The representative bodies of the Ministry of Public Health at the district level are the 42 district public health authorities (DPHAs). Also at district level, 42 District Health Insurance Funds (DHIFs) are responsible for contracting services from public and private healthcare providers according to the rules set by the central units. Two national insurance funds have been established in 2002, one belonging to the Ministry of Transport (CAST) and the other to the Defence System, Public Order, National Security and Justice (OPSNAJ Authority). Since 2002, the social insurance contributions have been collected at the national level by a special body under the Ministry of Finance (the Fiscal Administration National Agency), and DHIFs have raised contributions only from insured persons paying the whole contribution (such as the self-employed). The current legislation also assures free choice of provider for the patient.

The Ministry of Public Health has elaborated a new health law (Health Reform Law. 95/2006) in its attempt to increase access to basic medical care, enhance the quality of medical services and improve the health indicators. Among other things, the 17 titles in this law aim to continue the decentralization process, to encourage the development of the private sector and to establish clear relations between the systems of health and social care.

The private healthcare sector is in an incipient phase but growing at a high-speed. An increasing number of private clinics have been opened and have been well received by those in the middle and upper income segments. Private health insurance services are usually offered by private companies to their employees, as part of the benefits package. In theory, insurance coverage is almost comprehensive. Exclusions comprise certain dental services and high-technology treatments.
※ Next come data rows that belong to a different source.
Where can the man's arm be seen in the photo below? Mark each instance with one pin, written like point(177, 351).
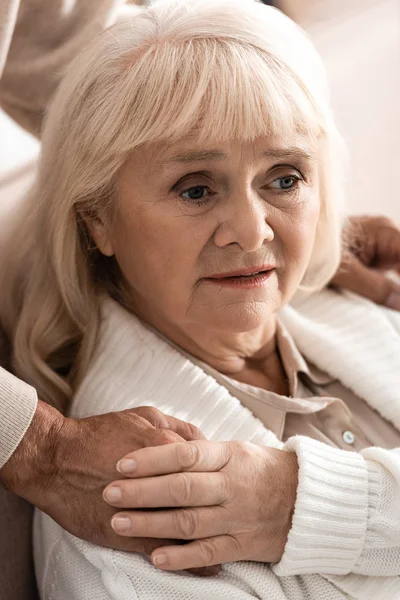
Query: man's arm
point(37, 41)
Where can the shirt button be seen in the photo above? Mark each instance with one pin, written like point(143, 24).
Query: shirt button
point(349, 437)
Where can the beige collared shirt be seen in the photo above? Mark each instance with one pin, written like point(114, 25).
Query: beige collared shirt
point(318, 406)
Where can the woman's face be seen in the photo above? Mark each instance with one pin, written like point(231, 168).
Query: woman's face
point(190, 218)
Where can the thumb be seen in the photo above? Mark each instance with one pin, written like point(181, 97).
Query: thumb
point(367, 282)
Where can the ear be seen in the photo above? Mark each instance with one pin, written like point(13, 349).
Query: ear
point(101, 235)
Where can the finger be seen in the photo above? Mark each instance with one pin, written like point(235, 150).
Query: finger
point(369, 283)
point(200, 455)
point(187, 431)
point(160, 420)
point(176, 490)
point(201, 553)
point(147, 545)
point(182, 524)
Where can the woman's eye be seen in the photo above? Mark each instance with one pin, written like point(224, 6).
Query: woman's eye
point(285, 183)
point(196, 194)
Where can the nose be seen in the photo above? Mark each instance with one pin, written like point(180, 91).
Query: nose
point(244, 221)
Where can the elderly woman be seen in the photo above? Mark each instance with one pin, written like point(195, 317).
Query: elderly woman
point(189, 187)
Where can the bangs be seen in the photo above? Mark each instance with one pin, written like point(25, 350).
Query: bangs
point(215, 89)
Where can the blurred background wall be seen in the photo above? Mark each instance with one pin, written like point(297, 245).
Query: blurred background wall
point(359, 41)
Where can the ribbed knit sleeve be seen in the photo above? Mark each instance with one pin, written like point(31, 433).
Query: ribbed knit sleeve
point(331, 510)
point(18, 403)
point(347, 512)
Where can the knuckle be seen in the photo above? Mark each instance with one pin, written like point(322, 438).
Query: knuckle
point(195, 432)
point(207, 553)
point(187, 455)
point(164, 436)
point(186, 522)
point(245, 448)
point(180, 489)
point(149, 413)
point(384, 221)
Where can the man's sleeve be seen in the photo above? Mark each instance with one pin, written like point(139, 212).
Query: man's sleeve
point(45, 38)
point(18, 402)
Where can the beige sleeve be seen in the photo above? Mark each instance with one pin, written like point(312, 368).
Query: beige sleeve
point(18, 402)
point(45, 37)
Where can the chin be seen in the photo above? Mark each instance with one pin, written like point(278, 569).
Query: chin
point(237, 318)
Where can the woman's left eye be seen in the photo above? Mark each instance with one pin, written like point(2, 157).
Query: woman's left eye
point(196, 194)
point(285, 183)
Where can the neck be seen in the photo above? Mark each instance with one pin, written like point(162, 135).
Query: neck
point(250, 357)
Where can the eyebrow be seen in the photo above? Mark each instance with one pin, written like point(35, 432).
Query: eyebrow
point(190, 156)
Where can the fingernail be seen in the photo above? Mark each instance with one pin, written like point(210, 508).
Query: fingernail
point(126, 466)
point(393, 301)
point(112, 494)
point(121, 524)
point(159, 560)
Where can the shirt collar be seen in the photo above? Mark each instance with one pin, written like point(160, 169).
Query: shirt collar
point(295, 364)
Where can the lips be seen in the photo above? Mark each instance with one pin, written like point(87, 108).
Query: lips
point(245, 272)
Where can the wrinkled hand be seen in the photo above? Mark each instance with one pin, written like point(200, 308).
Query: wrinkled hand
point(62, 466)
point(374, 247)
point(235, 499)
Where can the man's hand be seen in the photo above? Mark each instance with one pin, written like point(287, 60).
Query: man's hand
point(374, 247)
point(234, 499)
point(62, 466)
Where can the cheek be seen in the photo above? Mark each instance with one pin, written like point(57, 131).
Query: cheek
point(298, 237)
point(157, 253)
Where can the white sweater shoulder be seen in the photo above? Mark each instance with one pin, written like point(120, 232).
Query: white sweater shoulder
point(352, 558)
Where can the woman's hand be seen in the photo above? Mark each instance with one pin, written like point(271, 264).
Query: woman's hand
point(235, 499)
point(373, 247)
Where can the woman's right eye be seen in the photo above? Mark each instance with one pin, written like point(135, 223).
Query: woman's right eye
point(197, 194)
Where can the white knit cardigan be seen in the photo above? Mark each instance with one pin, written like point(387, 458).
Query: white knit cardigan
point(345, 536)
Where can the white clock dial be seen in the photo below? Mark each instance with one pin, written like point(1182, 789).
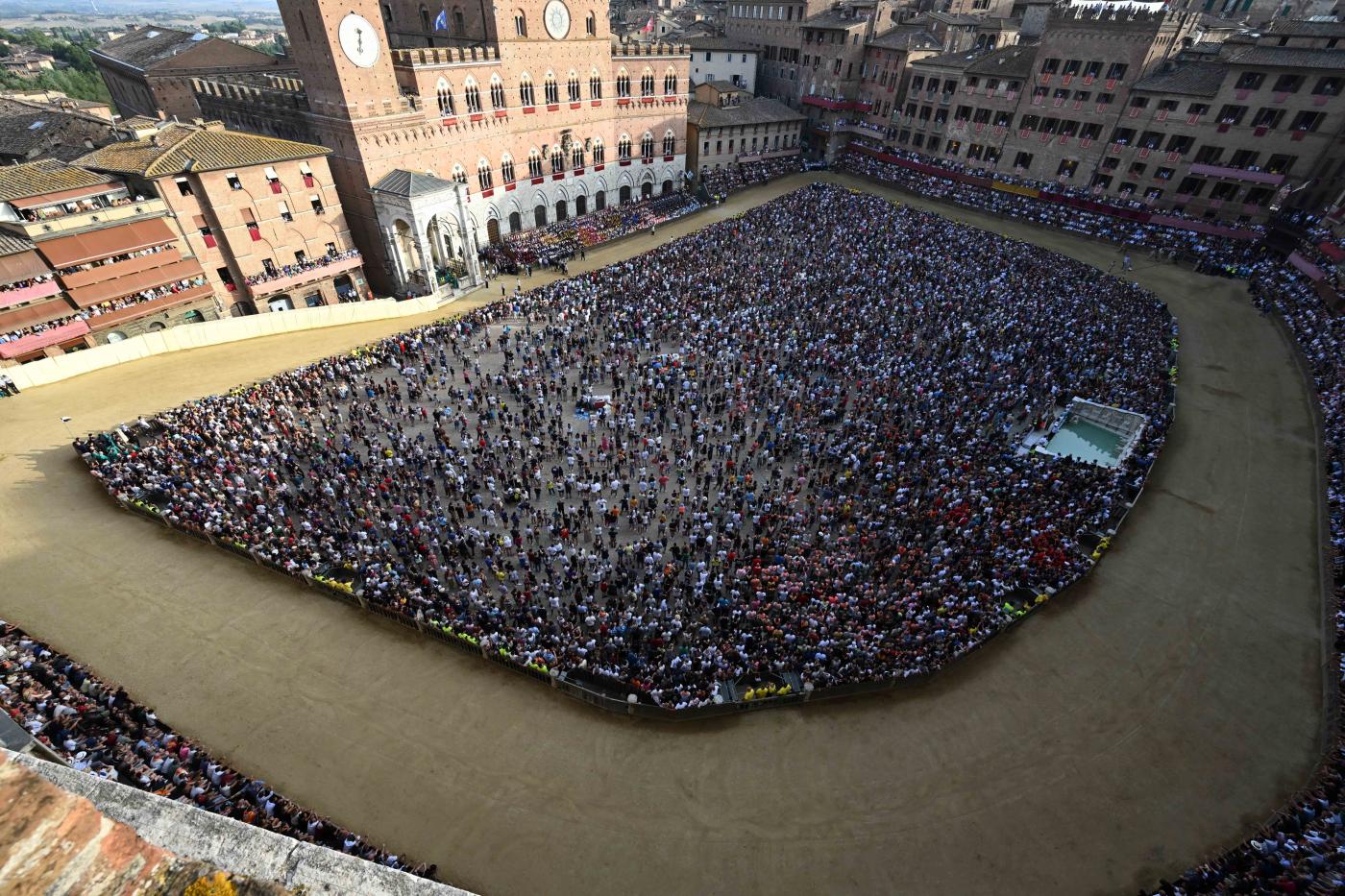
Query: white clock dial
point(557, 17)
point(358, 40)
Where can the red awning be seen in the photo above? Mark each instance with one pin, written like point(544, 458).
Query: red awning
point(83, 248)
point(22, 265)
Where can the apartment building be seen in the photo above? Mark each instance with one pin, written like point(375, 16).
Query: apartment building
point(261, 214)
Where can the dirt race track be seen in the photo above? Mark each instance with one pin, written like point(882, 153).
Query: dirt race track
point(1145, 718)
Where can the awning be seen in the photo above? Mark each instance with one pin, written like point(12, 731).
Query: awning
point(128, 284)
point(83, 248)
point(66, 195)
point(22, 265)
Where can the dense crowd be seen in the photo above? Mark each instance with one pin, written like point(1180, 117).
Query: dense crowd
point(1207, 252)
point(720, 182)
point(300, 267)
point(564, 240)
point(104, 307)
point(786, 444)
point(100, 729)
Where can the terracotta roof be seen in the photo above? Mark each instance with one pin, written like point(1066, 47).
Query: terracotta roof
point(1288, 58)
point(1006, 62)
point(12, 242)
point(47, 175)
point(151, 46)
point(177, 147)
point(37, 130)
point(756, 110)
point(1196, 78)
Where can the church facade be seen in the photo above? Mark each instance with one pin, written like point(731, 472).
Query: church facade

The number of hospitals has remained relatively constant since 1980, when 416 hospitals were registered by the Centre for Health Statistics of the Ministry of Public Health, whilst in 2005 the total number was 433. Very few new state-owned hospitals were built after 1989.
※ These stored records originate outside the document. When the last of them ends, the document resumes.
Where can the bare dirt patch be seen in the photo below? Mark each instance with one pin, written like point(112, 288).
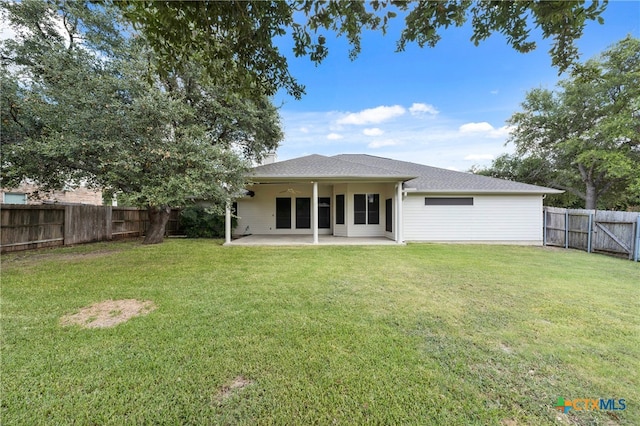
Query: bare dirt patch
point(230, 388)
point(108, 313)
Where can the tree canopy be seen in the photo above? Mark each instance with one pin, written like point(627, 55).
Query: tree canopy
point(584, 136)
point(241, 35)
point(83, 103)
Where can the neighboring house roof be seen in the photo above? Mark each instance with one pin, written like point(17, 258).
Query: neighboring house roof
point(417, 177)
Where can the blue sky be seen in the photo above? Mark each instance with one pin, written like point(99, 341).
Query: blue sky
point(444, 106)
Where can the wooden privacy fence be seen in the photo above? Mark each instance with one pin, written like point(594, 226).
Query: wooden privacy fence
point(24, 227)
point(593, 230)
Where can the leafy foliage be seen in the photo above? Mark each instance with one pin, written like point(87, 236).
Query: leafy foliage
point(238, 37)
point(583, 137)
point(85, 103)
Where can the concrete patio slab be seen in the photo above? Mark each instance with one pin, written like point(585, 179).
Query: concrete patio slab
point(299, 240)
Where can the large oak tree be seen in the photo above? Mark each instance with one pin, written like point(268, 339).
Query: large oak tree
point(584, 136)
point(241, 35)
point(83, 103)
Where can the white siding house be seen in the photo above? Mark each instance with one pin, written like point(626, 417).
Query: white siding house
point(367, 196)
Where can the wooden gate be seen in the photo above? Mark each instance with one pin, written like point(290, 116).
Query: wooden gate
point(593, 230)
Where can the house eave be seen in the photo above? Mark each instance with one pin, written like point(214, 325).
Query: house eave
point(481, 191)
point(327, 179)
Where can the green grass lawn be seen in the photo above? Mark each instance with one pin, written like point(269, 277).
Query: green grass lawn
point(417, 334)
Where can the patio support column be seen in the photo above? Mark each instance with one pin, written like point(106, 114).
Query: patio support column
point(399, 213)
point(227, 223)
point(314, 212)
Most hospitals are state-owned, with new hospitals being opened by the private investors. Capital investment projects are decided at Ministry of Public Health level on the basis of proposals submitted by districts, being funded through taxation (and paid out of the state budget) with the additional support from external funded programs and donations. The government has also announced its support regarding public-private partnerships in the construction of new hospitals and specialized facilities such as dialysis, although no project has been completed so far.

Due to the underfunding of the system, it is generally accepted that the quality of hospital buildings and equipment is either obsolete or overused. The substantial amounts invested by the Ministry of Health during the past years in purchasing new and modern equipment are yet insufficient and unevenly distributed. Significant investments in new technologies and up-to-date medical equipment can be seen in the recently opened private clinics, which are becoming main alternatives to the formerly renowned “top clinics” in the public sector, with long traditions in health care.

Romania has a doctor-to-patient ratio of below 2 per 1,000 inhabitants, which is lower than European average. Shortages are most acutely felt in rural areas. Lately, since Romania has joined EU, the migration of healthcare personnel to western countries has amplified, decreasing even more the ratio and the patients’ options to access better-quality medical services. Because the general funding crisis in the healthcare system, the medical professionals’ situation has deteriorated, often receiving wages with considerable delays. Although some 96% of Romanians are registered with a doctor, primary care remains poor. Additionally, there is a shortage of pharmacists, which pushes more patients to see hospital doctors.